13. Use of one or more optionally functionalized acetoacetyl-capped 3-hydroxybutyric acid polyglycerol esters according to any of claims 8 to 10 for the preparation of a pharmaceutical composition for the prophylactic and / or therapeutic treatment of diseases of the human or animal body, in particular diseases associated with a disorder of energy metabolism, in particular keto body metabolism, such as, in particular, traumatic brain injury, stroke, hypoxia, cardiovascular diseases such as myocardial infarction, refeeding syndrome, anorexia, epilepsy, neurodegenerative diseases such as dementia, Alzheimer's disease, Parkinson's disease, multiple sclerosis, and amyotrophic lateral sclerosis, lipid metabolism diseases such as glucose transporter deficiency (GLUT1-defect), VL-FAOD, and mitochondriapathies such as mitochondrial thiolase defect, Huntington's disease, cancers such as T-cell lymphomas, astrocytomas and glioblastomas, HIV, rheumatic diseases such as rheumatoid arthritis and arthritis urica, diseases of the gastrointestinal tract such as chronic inflammatory bowel diseases, particularly ulcerative colitis and Crohn's disease, lysosomal storage diseases such as sphingolipidosis, particularly Niemann-Pick disease, diabetes mellitus, and effects or side effects of chemotherapy.

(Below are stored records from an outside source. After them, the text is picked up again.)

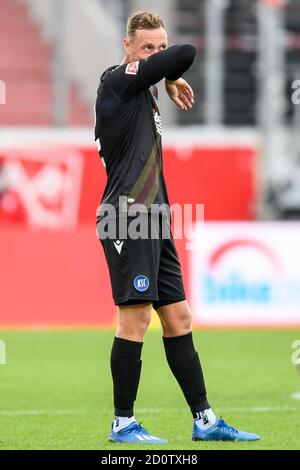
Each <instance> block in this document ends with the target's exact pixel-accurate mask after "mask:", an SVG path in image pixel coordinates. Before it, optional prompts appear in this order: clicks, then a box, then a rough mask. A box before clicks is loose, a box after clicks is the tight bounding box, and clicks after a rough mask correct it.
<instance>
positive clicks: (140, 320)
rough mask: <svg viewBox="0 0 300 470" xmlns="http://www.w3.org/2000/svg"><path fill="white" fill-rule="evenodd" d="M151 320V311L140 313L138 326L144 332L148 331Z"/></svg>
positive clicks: (139, 329) (137, 319)
mask: <svg viewBox="0 0 300 470" xmlns="http://www.w3.org/2000/svg"><path fill="white" fill-rule="evenodd" d="M150 322H151V312H150V313H149V312H144V313H143V314H141V315H139V316H138V318H137V322H136V324H137V328H138V329H139V330H140V331H141V332H142V333H146V331H147V329H148V327H149V325H150Z"/></svg>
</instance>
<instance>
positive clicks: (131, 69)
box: [125, 62, 139, 75]
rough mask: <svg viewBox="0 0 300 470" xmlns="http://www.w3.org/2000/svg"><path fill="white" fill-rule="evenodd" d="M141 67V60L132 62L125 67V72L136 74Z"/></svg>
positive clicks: (129, 74) (126, 72)
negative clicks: (140, 66) (139, 62)
mask: <svg viewBox="0 0 300 470" xmlns="http://www.w3.org/2000/svg"><path fill="white" fill-rule="evenodd" d="M138 69H139V62H130V64H128V65H127V67H126V69H125V73H127V74H128V75H136V74H137V73H138Z"/></svg>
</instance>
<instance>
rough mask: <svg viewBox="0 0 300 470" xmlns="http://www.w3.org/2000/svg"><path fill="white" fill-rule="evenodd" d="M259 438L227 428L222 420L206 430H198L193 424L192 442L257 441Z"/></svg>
mask: <svg viewBox="0 0 300 470" xmlns="http://www.w3.org/2000/svg"><path fill="white" fill-rule="evenodd" d="M258 439H260V436H258V435H257V434H252V433H249V432H244V431H239V430H238V429H235V428H233V427H232V426H229V425H228V424H227V423H225V421H223V419H217V421H216V422H215V424H213V425H212V426H211V427H210V428H208V429H200V428H199V427H198V426H197V425H196V423H195V422H194V427H193V433H192V440H193V441H257V440H258Z"/></svg>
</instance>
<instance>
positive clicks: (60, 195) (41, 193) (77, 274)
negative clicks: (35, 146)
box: [0, 146, 256, 327]
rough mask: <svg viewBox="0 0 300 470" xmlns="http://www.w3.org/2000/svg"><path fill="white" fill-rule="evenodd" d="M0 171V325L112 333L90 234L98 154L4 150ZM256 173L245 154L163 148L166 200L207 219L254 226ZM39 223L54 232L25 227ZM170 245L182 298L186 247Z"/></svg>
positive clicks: (97, 255)
mask: <svg viewBox="0 0 300 470" xmlns="http://www.w3.org/2000/svg"><path fill="white" fill-rule="evenodd" d="M1 163H2V172H0V179H1V174H2V177H3V174H5V171H6V180H5V181H6V183H7V184H8V183H11V186H9V184H8V187H7V191H6V193H4V195H6V196H9V198H8V199H6V201H5V204H4V205H3V204H2V205H1V204H0V223H1V229H0V260H1V269H0V289H1V290H0V293H1V295H0V327H10V326H13V327H15V326H32V325H35V326H42V327H43V326H64V325H66V326H67V325H69V326H76V325H77V326H79V325H86V326H96V325H97V326H99V325H102V326H105V325H111V324H112V323H113V322H114V318H115V311H116V309H115V307H114V305H113V302H112V298H111V290H110V283H109V276H108V271H107V267H106V264H105V260H104V256H103V252H102V248H101V246H100V244H99V241H98V240H97V238H96V234H95V211H96V207H97V205H98V202H99V200H100V197H101V195H102V192H103V190H104V186H105V182H106V175H105V171H104V169H103V168H102V164H101V162H100V159H99V157H98V155H97V152H96V150H95V149H94V148H93V147H92V148H83V147H81V148H78V147H77V148H71V147H63V146H59V147H58V146H56V147H50V148H47V150H45V149H44V148H43V149H40V150H39V149H35V150H32V151H31V150H28V149H27V150H17V151H14V150H13V149H12V150H9V152H8V151H4V150H3V151H2V152H0V166H1ZM254 168H255V150H254V149H253V148H246V147H235V148H228V147H227V148H215V149H212V148H211V147H210V148H200V147H199V146H195V147H193V148H189V149H187V151H186V152H184V153H183V152H182V151H180V150H178V149H175V148H166V149H165V158H164V172H165V177H166V181H167V185H168V188H169V196H170V202H171V203H175V202H176V203H193V204H195V203H198V204H199V203H204V204H205V218H206V219H216V220H226V219H231V220H242V219H251V218H253V207H254V202H255V194H256V190H255V172H254ZM3 169H4V171H3ZM7 175H8V176H7ZM16 182H17V183H16ZM13 183H14V184H13ZM50 183H51V184H50ZM2 186H3V185H2ZM52 190H53V191H52ZM51 191H52V192H51ZM28 194H29V196H30V197H28ZM1 200H2V203H3V201H4V199H3V194H2V199H0V202H1ZM31 204H32V206H31ZM7 209H9V210H8V212H7ZM14 211H15V212H14ZM1 214H2V215H1ZM12 221H14V222H15V223H11V222H12ZM8 222H10V223H8ZM39 224H40V225H41V226H42V227H48V226H49V227H51V228H52V229H53V230H47V229H41V228H29V227H28V225H31V226H33V227H37V226H38V225H39ZM177 247H178V251H179V255H180V259H181V263H182V267H183V274H184V278H185V281H186V284H185V285H186V290H187V293H189V285H188V284H187V276H186V273H187V260H186V253H185V250H184V241H183V240H180V241H177Z"/></svg>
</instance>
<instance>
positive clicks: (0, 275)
mask: <svg viewBox="0 0 300 470" xmlns="http://www.w3.org/2000/svg"><path fill="white" fill-rule="evenodd" d="M0 259H1V270H0V286H1V287H0V289H1V295H0V326H1V327H11V326H26V325H28V326H32V325H33V326H41V327H43V326H49V325H51V326H64V325H69V326H70V325H74V326H75V325H85V326H93V325H104V326H105V325H111V324H112V322H113V320H114V314H115V310H116V309H115V307H114V305H113V302H112V298H111V293H110V289H109V277H108V271H107V268H106V264H105V261H104V255H103V250H102V247H101V245H100V242H99V241H98V240H97V238H96V233H95V226H94V225H91V224H90V225H88V226H80V227H78V228H77V229H76V230H72V231H70V232H51V231H48V230H47V231H46V230H34V231H33V230H31V229H28V228H26V227H19V228H15V227H9V226H6V227H1V230H0Z"/></svg>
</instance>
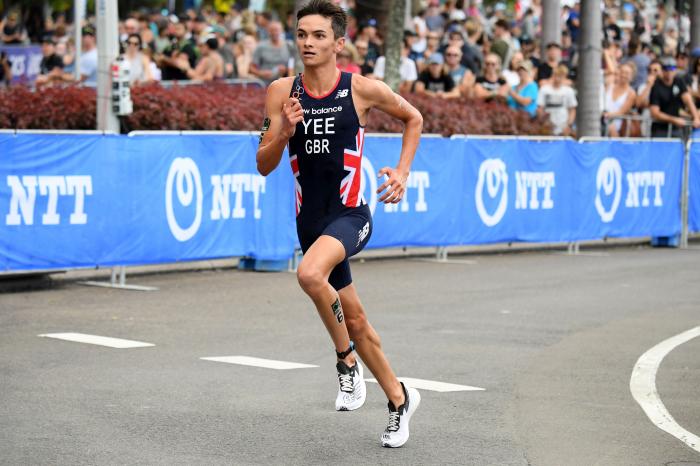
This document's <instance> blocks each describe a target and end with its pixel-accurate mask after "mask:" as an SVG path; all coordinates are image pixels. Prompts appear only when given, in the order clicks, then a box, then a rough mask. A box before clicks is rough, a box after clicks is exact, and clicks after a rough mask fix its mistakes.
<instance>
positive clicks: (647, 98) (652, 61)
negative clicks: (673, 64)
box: [635, 60, 661, 137]
mask: <svg viewBox="0 0 700 466" xmlns="http://www.w3.org/2000/svg"><path fill="white" fill-rule="evenodd" d="M659 76H661V62H660V61H659V60H653V61H652V62H651V63H649V69H648V70H647V80H646V82H645V83H643V84H642V85H641V86H639V87H638V88H637V99H636V102H635V104H636V106H637V109H638V110H641V115H642V128H641V133H642V136H644V137H649V136H650V135H651V113H650V111H649V95H650V94H651V89H652V88H653V87H654V83H655V82H656V80H657V79H658V78H659Z"/></svg>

14. A food and / or nutritional product comprising one or more optionally functionalized acetoacetyl-capped 3-hydroxybutyric acid polyglycerol esters according to any of claims 8 to 10.

15. Use of one or more optionally functionalized acetoacetyl-capped 3-hydroxybutyric acid polyglycerol esters according to any of claims 8 to 10 in a food and / or nutritional product.